Im Rahmen der Prüfung einer möglichen Verletzung von Art3 EMRK und Art4 GRC führt das Bundesverwaltungsgericht aus, dass auf Grund der ungarischen Rechtslage bzw. der Vollziehungspraxis keine systematische Verletzung von Rechten der EMRK erfolgen und diesbezüglich auch keine maßgebliche Wahrscheinlichkeit im Sinne eines "real risk" bestehen würde.
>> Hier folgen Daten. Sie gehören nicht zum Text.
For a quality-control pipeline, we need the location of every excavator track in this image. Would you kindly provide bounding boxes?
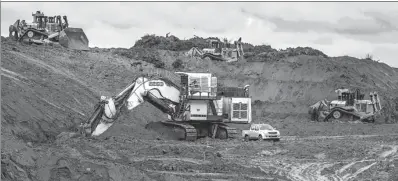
[162,121,198,141]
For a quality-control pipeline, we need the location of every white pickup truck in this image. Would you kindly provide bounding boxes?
[242,124,280,141]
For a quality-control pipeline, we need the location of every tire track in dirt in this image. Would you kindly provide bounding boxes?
[281,134,398,141]
[251,145,398,181]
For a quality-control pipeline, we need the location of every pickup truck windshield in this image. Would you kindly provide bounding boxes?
[260,125,273,130]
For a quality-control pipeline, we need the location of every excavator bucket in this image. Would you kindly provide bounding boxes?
[59,28,89,50]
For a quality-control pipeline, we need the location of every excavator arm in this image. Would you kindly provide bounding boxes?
[80,77,180,136]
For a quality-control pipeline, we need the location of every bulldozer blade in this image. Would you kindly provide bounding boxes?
[59,28,89,50]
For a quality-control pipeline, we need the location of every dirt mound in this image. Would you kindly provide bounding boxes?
[1,39,171,142]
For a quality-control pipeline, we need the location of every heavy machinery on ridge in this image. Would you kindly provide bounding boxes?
[309,89,382,122]
[9,11,89,50]
[81,72,252,140]
[186,38,244,62]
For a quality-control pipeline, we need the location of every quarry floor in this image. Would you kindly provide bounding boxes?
[1,37,398,181]
[2,132,398,181]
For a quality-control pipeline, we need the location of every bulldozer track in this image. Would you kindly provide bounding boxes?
[218,123,238,139]
[324,107,361,122]
[162,121,198,141]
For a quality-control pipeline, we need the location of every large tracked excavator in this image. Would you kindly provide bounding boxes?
[9,11,89,50]
[80,72,252,141]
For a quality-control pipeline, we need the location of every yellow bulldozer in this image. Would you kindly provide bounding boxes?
[308,88,382,123]
[9,11,89,50]
[186,38,244,62]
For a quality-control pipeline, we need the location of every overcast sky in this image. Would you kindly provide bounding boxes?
[1,2,398,67]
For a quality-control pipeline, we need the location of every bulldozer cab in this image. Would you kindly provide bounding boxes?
[355,100,375,114]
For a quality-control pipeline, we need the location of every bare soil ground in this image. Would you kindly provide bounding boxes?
[1,37,398,181]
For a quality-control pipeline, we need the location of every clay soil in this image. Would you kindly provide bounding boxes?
[1,37,398,181]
Zu dem Vorbringen des Beschwerdeführers, in Ungarn misshandelt worden zu sein, führt das Bundesverwaltungsgericht u.a. Folgendes aus:

"Der Beschwerdeführer ist der Richtigkeit der Länderberichte nicht auf entsprechendem fachlichem Niveau entgegengetreten und er hat im Verfahren nicht dargetan, dass er während seines Voraufenthaltes in Ungarn einer unmenschlichen Behandlung ausgesetzt gewesen sei. Dem Vorbringen lässt sich entnehmen, dass der Beschwerdeführer nach dem illegalen Grenzübertritt polizeilich angehalten und in einem Lager untergebracht wurde. Die vom Beschwerdeführer geschilderte schlechte Versorgungslage und die Unterbringung auf engem Raum sowie der Einsatz von Reizgas sind eine Folge der illegalen Einreise des Beschwerdeführers nach Ungarn gewesen.

[...]

Der Umstand, dass der Beschwerdeführer nach seinen Angaben beim Voraufenthalt in Ungarn gemeinsam mit anderen Fremden auf engem Raum angehalten worden und nur schlecht versorgt worden sei, wobei er von ungarischen Polizisten auch geschlagen worden sei, bildet keinen Beleg dafür, dass der Beschwerdeführer im Falle einer Rücküberstellungen nach Ungarn dem realen Risiko etwaiger Übergriffe ausgesetzt sein sollte. Nach der Darstellung des Beschwerdeführers sei die entsprechende Behandlung im Zusammenhang mit der Anhaltung nach dem illegalem Grenzübertritt und der Durchsetzung der erkennungsdienstlichen Behandlung des Beschwerdeführers nach dessen illegaler Einreise nach Ungarn erfolgt. Da bei einer Rücküberstellungen des Beschwerdeführers im Rahmen des Dublin-Verfahrens eine geordnete Übergabe an die ungarischen Behörden erfolgt ist, war davon auszugehen, dass es höchst unwahrscheinlich ist, dass der Beschwerdeführer etwaigen Übergriffen ausgesetzt sein sollte.

[...]

Jedenfalls hätte der Beschwerdeführer die Möglichkeit, etwaige konkret drohende oder eingetretene Verletzungen ihrer Rechte, etwa durch eine unmenschliche Behandlung im Sinne des Art3 EMRK, bei den zuständigen Behörden in Ungarn und letztlich beim EGMR geltend zu machen."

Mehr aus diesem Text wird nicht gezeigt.